I was working on a prototype for consuming from nsq to the Hadoop HDFS file system with Apache Flume. I couldn’t find much information, so I made a small project.

Below are a few extra notes about nsq and the project.

  • docker-flume/Dockerfile builds a container which includes Flume, nsq and Hadoop core necessary for persisting files to HDFS
  • In order to be able to quickly modify some files in the built docker container, some extra paths are mapped in the docker-compose.yml:
    • Adding the start-flume.sh script allows updating the classpath to quickly add libraries and restart the container.

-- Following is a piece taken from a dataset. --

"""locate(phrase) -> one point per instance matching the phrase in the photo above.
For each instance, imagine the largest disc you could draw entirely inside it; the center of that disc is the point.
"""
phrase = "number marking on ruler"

    • Adding the flume/flume.conf path means the flume config can be adjusted and the container restarted, without requiring a container rebuild.
  • In flume.conf docker.sources.r1.command specifies nsq_tail. While this is a quick way to consume from nsq, it is possibly not a reliable technique to use in a production environment.
  • nsq doesn’t appear to have a mechanism for resuming from an offset, like Kafka. This means there could be gaps in data if a consumer goes down and comes back up. In this sense, nsq has similarities to high volume messaging systems like RabbitMQ or ZeroMQ, which provide fewer message durability guarantees than Kafka.